Quem deseja conhecer um dos destinos mais fascinantes do Brasil, vai curtir esse vídeo especialmente selecionado do canal Rolê Família, que conta com mais de 31 mil visualizações, onde é apresentado um documentário sobre Igatu, a vila de pedra na Bahia conhecida como a Machu Picchu brasileira:
O cenário que virou filme e atraiu escaladores do mundo
Em outubro de 2008, Igatu recebeu as filmagens de Besouro, longa do diretor João Daniel Tikhomiroff baseado na vida do capoeirista Manoel Henrique Pereira. As ruínas serviram de cenário para várias cenas, e a vila ganhou ainda mais visibilidade nacional após o lançamento.
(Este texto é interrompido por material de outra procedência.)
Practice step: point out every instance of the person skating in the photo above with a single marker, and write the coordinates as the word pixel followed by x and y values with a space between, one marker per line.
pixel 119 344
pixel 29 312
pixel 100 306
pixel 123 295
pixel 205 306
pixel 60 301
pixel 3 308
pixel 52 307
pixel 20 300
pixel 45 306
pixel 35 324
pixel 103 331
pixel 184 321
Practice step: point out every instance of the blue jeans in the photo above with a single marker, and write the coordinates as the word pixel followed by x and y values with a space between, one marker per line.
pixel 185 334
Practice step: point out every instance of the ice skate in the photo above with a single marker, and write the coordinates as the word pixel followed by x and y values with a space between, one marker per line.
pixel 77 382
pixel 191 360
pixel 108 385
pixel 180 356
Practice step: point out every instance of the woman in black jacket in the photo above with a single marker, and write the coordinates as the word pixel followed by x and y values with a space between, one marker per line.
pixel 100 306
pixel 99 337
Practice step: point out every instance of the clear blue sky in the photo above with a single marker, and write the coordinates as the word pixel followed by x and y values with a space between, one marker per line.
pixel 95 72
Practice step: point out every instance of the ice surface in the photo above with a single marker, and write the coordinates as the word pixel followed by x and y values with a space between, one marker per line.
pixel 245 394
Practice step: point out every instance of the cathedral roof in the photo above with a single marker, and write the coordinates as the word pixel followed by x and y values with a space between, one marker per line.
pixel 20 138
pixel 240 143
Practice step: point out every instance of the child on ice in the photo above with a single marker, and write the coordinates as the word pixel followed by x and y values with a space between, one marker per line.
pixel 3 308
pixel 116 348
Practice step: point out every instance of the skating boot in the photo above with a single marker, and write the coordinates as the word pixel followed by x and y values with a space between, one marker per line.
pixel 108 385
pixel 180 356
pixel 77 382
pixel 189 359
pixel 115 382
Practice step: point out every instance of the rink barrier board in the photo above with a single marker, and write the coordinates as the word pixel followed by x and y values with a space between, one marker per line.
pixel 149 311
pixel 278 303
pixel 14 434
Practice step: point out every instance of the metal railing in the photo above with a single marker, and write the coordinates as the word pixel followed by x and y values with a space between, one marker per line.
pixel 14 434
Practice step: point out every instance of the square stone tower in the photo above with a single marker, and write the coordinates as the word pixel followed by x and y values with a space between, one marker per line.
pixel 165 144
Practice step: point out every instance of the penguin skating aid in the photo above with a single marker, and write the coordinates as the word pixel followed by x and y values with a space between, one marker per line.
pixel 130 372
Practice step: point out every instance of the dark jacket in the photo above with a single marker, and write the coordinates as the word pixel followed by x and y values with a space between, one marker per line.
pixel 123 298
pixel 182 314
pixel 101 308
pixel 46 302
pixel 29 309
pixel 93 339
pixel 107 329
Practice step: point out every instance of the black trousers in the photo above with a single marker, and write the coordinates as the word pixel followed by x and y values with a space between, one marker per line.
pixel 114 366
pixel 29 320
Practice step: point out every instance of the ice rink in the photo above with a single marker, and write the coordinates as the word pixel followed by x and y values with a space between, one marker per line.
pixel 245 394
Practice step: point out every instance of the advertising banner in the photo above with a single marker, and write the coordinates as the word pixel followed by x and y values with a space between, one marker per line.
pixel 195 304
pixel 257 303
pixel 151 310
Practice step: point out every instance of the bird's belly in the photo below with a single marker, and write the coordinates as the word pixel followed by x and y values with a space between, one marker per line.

O atrativo mais inesperado, porém, é a escalada. Os paredões de arenito ao redor do vilarejo formam setores como Labirinto, Verruga e Califórnia, com mais de 100 vias catalogadas em diferentes graduações. Igatu virou destino de boulder e escalada esportiva para atletas brasileiros e estrangeiros.
A vida cultural também segue intensa para um lugar tão pequeno. Há ateliês de artistas plásticos, oficinas de cerâmica e uma rotina de eventos que aproveita as ruínas como palco natural.
Quando ir a Igatu e o que fazer em cada estação
O clima da Chapada Diamantina segue o padrão tropical de altitude, com verões quentes e chuvosos e invernos secos e amenos. A vila fica a cerca de 600 metros de altitude e tem temperaturas mais agradáveis que o resto da Bahia.
Temperaturas aproximadas com base nos dados do Climatempo para Andaraí, município ao qual Igatu pertence. Condições podem variar.
Os meses de junho a setembro são considerados os mais agradáveis para trilhas longas, com luz seca e céu limpo que valorizam as fotografias das ruínas de pedra.
Como chegar a Igatu
O vilarejo fica a 25 km de Andaraí, cidade-base com mais infraestrutura, e a 112 km de Lençóis, capital turística da Chapada Diamantina. De Mucugê são cerca de 37 km, com trecho de estrada de terra no final do percurso.
O aeroporto mais próximo com voos regulares é o de Lençóis, que recebe conexões a partir de Salvador. De carro, Igatu fica a aproximadamente 460 km da capital baiana, com acesso pela BR-242 e estradas estaduais.
Conheça a Machu Picchu Baiana
Igatu reúne uma combinação rara no turismo brasileiro: ruínas que contam um capítulo inteiro da história econômica do país, paisagem de Chapada Diamantina e uma comunidade pequena que mantém viva a memória do garimpo entre as pedras. Poucos lugares oferecem essa densidade de história em tão pouco espaço.
Você precisa subir a serra do Sincorá e conhecer Igatu para entender como uma cidade que já teve mais de 9 mil habitantes pode caber inteira no silêncio de uma manhã com neblina sobre as pedras.